Public defender Sam Amata, a lawyer for the boy’s mother, who is a substitute elementary school teacher, acknowledged that some intervention on behalf of the child was warranted, but putting him in foster care was overreaching, the Plain Dealer reported. Amata noted that the boy’s only current medical problem was sleep apnea, for which he was receiving treatment, and that aside from his weight, he was a normal elementary school student who participated in school activities and made good enough grades to be on the honor roll.

But even if experts could agree that obesity should be considered life-threatening, who’s to say that snatching a child from his family and putting him in foster care is an effective or affordable solution? If a child’s own family is unable to encourage him to exercise or eat right, is it any more likely that a foster family will succeed?

The foster-care arrangement also ignores the fact that when an obese child returns to his family, he may also be returning to his original unhealthy environment — at home, school or otherwise. If the child had been, say, surrounded by fatty foods or spending a lot of time watching TV — being bombarded with junk-food ads — or being bullied at school, there’s no guarantee that any of these obesity risk factors would have been eliminated. The only difference may be that the child will bear the added emotional burden of having been taken from his family.

“This is really dangerous stuff we’re talking about,” Vivek Sankaran, a University of Michigan law professor and director of the Detroit Center for Family Advocacy, told Healthland’s Bonnie Rochman in July. “A lot of people don’t realize how traumatic it is for children to be ripped away from their parents.”

Sankaran described the case of an obese Michigan 2-year-old whom the Center was trying to retrieve from foster care. Rochman reported:

“What we’ve seen in this case is that the actual removal causes irreparable damage to the child — emotional problems, behavioral problems — and it’s the type of thing that can’t be remedied,” says Sankaran. “People think this is a quick fix, but you need to make sure you have tried every other possibility to protect the child.”

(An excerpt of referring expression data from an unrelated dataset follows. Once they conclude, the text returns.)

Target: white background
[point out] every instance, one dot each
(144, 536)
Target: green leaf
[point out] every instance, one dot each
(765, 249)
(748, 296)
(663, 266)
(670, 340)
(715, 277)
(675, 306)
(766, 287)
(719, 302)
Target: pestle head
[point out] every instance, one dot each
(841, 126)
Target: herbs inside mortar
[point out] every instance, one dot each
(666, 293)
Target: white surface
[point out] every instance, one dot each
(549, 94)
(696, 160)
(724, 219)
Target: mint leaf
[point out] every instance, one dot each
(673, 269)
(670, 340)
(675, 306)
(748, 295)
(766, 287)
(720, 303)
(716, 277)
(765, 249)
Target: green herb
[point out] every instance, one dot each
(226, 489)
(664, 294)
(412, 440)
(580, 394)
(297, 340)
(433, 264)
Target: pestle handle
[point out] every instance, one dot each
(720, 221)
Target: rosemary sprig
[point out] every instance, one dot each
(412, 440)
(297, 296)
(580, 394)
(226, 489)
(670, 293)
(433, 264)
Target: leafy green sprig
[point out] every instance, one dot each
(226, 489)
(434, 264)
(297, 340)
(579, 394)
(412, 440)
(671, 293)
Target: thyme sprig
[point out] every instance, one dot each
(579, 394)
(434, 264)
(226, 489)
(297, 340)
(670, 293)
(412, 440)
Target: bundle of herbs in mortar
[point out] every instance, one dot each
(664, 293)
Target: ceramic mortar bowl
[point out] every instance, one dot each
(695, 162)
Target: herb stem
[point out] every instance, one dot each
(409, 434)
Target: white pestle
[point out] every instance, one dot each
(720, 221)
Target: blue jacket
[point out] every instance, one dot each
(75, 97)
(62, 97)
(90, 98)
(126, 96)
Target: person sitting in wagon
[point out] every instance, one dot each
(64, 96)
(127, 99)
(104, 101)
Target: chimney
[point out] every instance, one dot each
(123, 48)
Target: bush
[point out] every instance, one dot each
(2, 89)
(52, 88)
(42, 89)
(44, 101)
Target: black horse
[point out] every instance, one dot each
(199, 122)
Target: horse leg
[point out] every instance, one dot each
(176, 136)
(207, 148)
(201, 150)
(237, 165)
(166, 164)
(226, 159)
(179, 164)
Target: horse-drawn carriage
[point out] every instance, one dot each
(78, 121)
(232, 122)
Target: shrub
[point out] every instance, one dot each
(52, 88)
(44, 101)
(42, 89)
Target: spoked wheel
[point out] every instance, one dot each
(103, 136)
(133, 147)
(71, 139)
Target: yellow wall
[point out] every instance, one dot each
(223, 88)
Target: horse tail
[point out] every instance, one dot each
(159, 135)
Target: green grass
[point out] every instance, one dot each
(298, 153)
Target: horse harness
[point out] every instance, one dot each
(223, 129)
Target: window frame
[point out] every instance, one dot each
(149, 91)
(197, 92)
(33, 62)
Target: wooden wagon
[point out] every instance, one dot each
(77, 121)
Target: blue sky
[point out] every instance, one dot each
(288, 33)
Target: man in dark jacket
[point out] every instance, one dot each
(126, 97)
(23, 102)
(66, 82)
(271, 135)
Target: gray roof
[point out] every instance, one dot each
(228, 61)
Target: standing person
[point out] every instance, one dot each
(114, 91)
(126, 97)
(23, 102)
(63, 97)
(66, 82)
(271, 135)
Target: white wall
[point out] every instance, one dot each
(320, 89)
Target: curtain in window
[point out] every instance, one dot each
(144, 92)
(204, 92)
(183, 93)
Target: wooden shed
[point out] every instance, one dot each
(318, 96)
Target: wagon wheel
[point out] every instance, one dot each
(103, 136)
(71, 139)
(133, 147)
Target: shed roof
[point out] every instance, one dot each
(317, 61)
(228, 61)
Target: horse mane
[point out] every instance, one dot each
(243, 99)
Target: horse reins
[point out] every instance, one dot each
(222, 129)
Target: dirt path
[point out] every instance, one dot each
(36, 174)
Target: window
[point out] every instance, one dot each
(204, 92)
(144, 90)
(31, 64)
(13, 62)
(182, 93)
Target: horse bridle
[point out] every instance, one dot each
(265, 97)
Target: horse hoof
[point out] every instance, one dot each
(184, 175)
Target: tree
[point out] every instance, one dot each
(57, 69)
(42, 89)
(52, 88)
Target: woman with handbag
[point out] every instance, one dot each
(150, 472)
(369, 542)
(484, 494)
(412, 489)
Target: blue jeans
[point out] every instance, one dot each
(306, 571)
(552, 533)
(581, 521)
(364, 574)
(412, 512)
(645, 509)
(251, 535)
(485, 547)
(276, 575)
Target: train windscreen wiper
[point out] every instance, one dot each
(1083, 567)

As University of Pennsylvania bioethicist Art Caplan has pointed out, such protective measures must involve the larger food culture. It’s not that parents shouldn’t be blamed for some part of the nation’s child obesity problem, but so should the makers and marketers of fast food and sugary soda. And let’s not forget the junk food-vending machines in schools, P.E. being cut from school curricula, and a government that counts tomato paste on pizza as a vegetable.

In many cases, maintaining a healthy weight — both for adults and children — is a group effort. People do better when they have social support from their friends, family or from an organized weight-loss program. And children especially do better when their entire family is educated in healthy eating and exercise behaviors along with them.

So, what if government funds could funneled to such interventions, instead of foster care? In the Cleveland Heights case, the Plain Dealer reported:

[N]ow lawyers for the mother say they’ve been told that the foster mother who has the child in a neighboring suburb is having trouble keeping up with all of his appointments.

There was even a discussion about getting the foster mother additional help or moving the child again, this time to a foster home with a personal trainer, Amata said.

“I wonder why they didn’t offer the mother that kind of extra help,” Amata said.